The Motion-Combo Hack
The third modality addressed in Caleb’s treatment at the Sensory Learning Center is the vestibular. While listening to the specially-adjusted headphones (see Part 2) and while looking at the colored lights (see Part 3), Caleb lies on a specially-designed motion table for 30 minutes at a time, twice a day, for 12 days. The table’s motion mimics that of a ferris wheel, proceeding in a circle either along the anterior-posterior axis (head to toe), or from side to side. The table surface remains parallel to the floor at all times.
Experiments have been done with motion tables in the past, and the research indicates that it can have a positive but limited effect on autistic children with major sensory issues. One study, “Learning Enhancement in an Autistic Adolescent (pdf)” examined the use of a motion table with an autistic teenager. The researchers (who were also the child’s parents) had their daughter Sandra sleep on a motion table at night. They found that her ability to learn new tasks was greatly enhanced during the time periods when the motion table was used. Since that time, several variations on the motion table have been developed for therapeutic use, like this one.
Unfortunately, the study found that when the motion table was no longer used, Sandra’s behavior and skills deteriorated rapidly back to their original state. It appeared that the use of motion therapy by itself had few lasting benefits after treatment.
The Sensory Learning Program, on the other hand, uses a motion table in combination with auditory and visual stimuli. The Center has found that their patients often have permanently-improved sensory processing, including that of the vestibular system. The program is intended to be a "one-time intervention." It would appear that this multi-sensory integration approach, done in a controlled manner, helps the brain coordinate and permanently connect sensory inputs more effectively then when they are exercised in isolation. Dr. Selwyn Super, a psychologist at the University of Southern California described the program in a 2005 paper:
“The separate sensory stimuli work together... by entraining the vestibular system with motion, stimulating the ocular system with colored frequencies of visible light which changes the firing pattern of the hypothalamus, and exercising the auditory system through gated vocal and nonvocal music... because each sensory modality uses a different coordinate system to represent space, the brain has to find an efficient way of interrelating these schemes in order to use cross-modal cues cooperatively.”
Remember the baby who couldn’t crawl because his mom had been on bed-rest during her pregnancy?
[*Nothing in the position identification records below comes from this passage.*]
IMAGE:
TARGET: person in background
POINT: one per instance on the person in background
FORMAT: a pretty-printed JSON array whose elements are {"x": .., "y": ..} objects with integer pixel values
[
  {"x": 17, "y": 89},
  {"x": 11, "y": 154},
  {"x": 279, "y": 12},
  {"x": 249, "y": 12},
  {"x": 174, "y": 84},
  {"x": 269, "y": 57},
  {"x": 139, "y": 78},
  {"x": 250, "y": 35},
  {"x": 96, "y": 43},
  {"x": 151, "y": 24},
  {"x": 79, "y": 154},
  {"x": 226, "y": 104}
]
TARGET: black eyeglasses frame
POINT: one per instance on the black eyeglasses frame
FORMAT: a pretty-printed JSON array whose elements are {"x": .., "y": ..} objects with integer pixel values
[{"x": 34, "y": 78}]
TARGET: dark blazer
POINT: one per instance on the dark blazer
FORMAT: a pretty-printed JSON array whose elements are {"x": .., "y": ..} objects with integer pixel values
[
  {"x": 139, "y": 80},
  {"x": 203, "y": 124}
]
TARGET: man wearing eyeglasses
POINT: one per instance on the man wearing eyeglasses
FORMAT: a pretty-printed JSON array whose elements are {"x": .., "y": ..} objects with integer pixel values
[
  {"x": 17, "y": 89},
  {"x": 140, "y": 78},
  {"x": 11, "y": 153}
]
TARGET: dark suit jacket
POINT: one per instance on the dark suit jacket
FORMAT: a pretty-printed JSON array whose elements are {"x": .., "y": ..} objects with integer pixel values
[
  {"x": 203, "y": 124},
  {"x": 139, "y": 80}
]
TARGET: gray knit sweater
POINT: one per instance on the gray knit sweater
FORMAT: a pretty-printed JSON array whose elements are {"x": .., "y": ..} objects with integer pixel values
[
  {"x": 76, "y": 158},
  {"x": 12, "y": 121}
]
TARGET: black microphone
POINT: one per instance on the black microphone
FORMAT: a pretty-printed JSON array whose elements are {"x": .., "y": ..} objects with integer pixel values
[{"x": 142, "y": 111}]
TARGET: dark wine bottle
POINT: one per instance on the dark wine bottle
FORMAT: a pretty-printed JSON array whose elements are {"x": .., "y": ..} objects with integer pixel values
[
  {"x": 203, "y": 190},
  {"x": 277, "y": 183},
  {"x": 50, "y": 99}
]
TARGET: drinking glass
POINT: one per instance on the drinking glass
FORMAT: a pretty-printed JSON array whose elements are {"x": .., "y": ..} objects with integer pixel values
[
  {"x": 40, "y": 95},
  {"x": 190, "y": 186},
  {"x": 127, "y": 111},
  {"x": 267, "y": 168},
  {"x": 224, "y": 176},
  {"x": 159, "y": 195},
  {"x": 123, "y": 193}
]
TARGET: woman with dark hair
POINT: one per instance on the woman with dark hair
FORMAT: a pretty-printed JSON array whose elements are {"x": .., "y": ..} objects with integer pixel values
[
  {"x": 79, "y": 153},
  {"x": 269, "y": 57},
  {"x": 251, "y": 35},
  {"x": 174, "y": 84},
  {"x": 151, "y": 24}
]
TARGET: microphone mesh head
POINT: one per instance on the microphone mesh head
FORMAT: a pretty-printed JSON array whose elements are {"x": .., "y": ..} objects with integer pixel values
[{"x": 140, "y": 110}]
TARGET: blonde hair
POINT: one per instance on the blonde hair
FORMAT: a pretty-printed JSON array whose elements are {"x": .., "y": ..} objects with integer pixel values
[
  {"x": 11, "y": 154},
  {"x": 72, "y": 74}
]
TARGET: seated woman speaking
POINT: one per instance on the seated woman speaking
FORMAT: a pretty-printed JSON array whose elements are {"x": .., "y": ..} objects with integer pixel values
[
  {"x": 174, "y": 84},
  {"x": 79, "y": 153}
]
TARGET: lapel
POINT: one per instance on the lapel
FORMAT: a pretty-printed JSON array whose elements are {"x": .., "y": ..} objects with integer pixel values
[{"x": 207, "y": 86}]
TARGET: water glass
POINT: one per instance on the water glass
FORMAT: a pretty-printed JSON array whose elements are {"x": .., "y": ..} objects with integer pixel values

He went through the same Sensory Learning Program that Caleb is going through. He was put on the table with the syntonic light for 30 minutes, twice a day for 12 days. By the end of the two weeks the baby was crawling all over the place with a vengeance, and I am told is now doing quite well. All the little guy needed was some controlled input for his brain to figure out how to coordinate his vestibular system. The syntonic (visual) component, as poorly understood as it is, played a critical role in this. Anyone who gets motion sickness from playing video games knows how interwoven your vision and balance really are.
Our hopes for Caleb is that his time on the table (with the audio and visual stimuli) will help his brain get the kinks in his vestibular system ironed out. The anecdotal reports from the Center indicate that the 12 days is enough for his brain to get started on the right path, and that improvements will continue after the treatment in the weeks and months that follow.
Marking Time
Caleb is now over half-way through the program at the Center, going once in the morning and then again in the afternoon. We make careful observations of his behavior, taking notes and watching how he relates to the world around him. It is too early to tell what kind of effect the treatment is having, but our hopes are high.